In February the State Duma passed an early reading of the bill, which would ban the sale of strong beer — over 5 percent — altogether from outdoor kiosks, airports and train stations. Shops would have to stop selling it between 11 p.m. and 8 a.m.
Beer producers’ spending on television advertising soared to 1.22 billion rubles in the first quarter of 2011, up 141 percent on a year earlier, Kommersant reported last month.
The paper linked the hike to an anticipated ban, although representatives of Baltika and SUN InBev both told the paper that there had been no change in policy and credited the increased spend on rising advertising costs.
Meanwhile, export markets like Ukraine, Kazakhstan and Belarus have begun to dry up as they open their own licensed brewing of Russian and Western brands, said Yevgeny Filimonov, editor of the Ukraine-based trade journal Pivnoye Delo.
So the feeling in the industry is that the heady days have gone for good, and the best-case scenario is that the market will remain stable — provided personal incomes remain stable and inflation under control — Dementyev said.
The real heavy hitters are the Russian brands — which account for the remaining 85 percent of the market.
The biggest selling local brand — and the jewel in Carlsberg’s Russian crown — is the Baltika product line, which accounts for 40 percent of all beer sales in Russia.
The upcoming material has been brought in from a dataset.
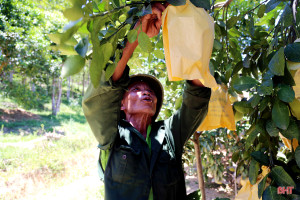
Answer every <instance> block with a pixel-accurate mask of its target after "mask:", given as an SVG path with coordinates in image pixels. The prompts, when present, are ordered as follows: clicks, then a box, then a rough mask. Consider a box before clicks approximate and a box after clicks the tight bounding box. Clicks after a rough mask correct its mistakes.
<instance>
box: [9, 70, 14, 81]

Other premium segment brands include Zolotaya Bochka (SABMiller) and Stary Melnik (Efes).
The Moscow Brewing Company’s champion, Zhiguli Barnoye, is a lager that is matured for 21 days — unique in Russia, Dementyev claims — and trades on nostalgia for the Soviet 1960s.
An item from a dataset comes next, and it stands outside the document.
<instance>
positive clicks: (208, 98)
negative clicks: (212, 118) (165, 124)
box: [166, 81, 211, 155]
The new version, as well as the classic Soviet Zhigulyovskoye brew — which is now in the discount segment of Carlsberg’s portfolio and ubiquitously available at kiosks — get their name from the same region as the automobile.
Zhiguli Barnoye was launched in 2008 as the house brew for the legendary Zhiguli bar on Novy Arbat. Since then it has flown off the shelves as a middle-segment lager and kept the Moscow Beer Company expanding, though the overall market shrunk.
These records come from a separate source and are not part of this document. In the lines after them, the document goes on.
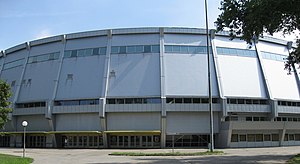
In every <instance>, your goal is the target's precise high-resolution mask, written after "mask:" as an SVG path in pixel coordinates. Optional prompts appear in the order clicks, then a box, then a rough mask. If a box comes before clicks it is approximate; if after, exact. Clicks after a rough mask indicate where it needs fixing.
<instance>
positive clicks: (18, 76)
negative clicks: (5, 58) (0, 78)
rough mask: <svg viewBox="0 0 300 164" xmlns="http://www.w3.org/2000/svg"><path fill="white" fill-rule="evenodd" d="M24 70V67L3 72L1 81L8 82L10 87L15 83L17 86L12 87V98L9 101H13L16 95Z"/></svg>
mask: <svg viewBox="0 0 300 164" xmlns="http://www.w3.org/2000/svg"><path fill="white" fill-rule="evenodd" d="M22 70H23V67H15V68H12V69H7V70H2V72H1V80H4V81H6V82H7V83H8V84H10V85H11V84H12V83H13V82H14V83H15V85H13V86H11V91H12V96H11V97H10V99H9V101H13V99H14V97H15V95H16V89H17V84H19V82H20V77H21V73H22Z"/></svg>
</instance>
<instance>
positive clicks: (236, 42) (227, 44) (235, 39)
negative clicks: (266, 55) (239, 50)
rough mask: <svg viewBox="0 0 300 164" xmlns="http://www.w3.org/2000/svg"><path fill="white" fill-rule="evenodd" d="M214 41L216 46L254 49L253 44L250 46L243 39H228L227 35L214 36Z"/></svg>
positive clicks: (240, 48)
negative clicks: (232, 39) (225, 36)
mask: <svg viewBox="0 0 300 164" xmlns="http://www.w3.org/2000/svg"><path fill="white" fill-rule="evenodd" d="M214 42H215V45H216V47H228V48H238V49H246V50H255V47H254V46H250V45H249V44H247V43H246V42H245V41H244V40H240V39H239V38H236V39H234V40H230V39H229V37H224V36H216V37H215V39H214Z"/></svg>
In the late Soviet period, the Zhiguli bar was one of very few drinking dens in the city. Back in 1987 its only rival was a large corrugated metal hangar with long wooden tables inside behind the Kievskaya metro station. Hopefuls had to stand in line for hours for both venues.
Zhiguli Barnoye’s branding could best be described as Soviet retro; it is sold in old-fashioned green bottles with a sepia label evoking images of the 1960s. It does, however, have easy-open tops, tastes much more like a decent lager than its notorious Soviet-era namesake and is targeted at the “middle” segment of the beer market — comparable to Baltika’s No. 3.
And it is also distinctly and recognizably Russian — as opposed to mainstream brands that have adopted Western-style labels with Cyrillic writing, Dementyev says. “If you look at the market, you understand that Zhiguli Barnoye is in fact the only truly Russian brand,” he said.
The marriage of nostalgia with modern quality has paid off. It won the brand of the year at the Russian EFFIE awards in 2010, and in the same year sold more 0.5 liter bottles in Moscow than any other brand, according to data by research company AC Nielsen.
Though there is no stated desire to take on the leaders, it’s clear that Zhiguli Barnoye’s local success has given the company a certain giant-slaying confidence.
“One day, we hope to be the No. 1 brand in greater Moscow,” Dementyev said. “We’re going to grow, and we’re doing a lot of enlargements to achieve that growth. That’s the plan.”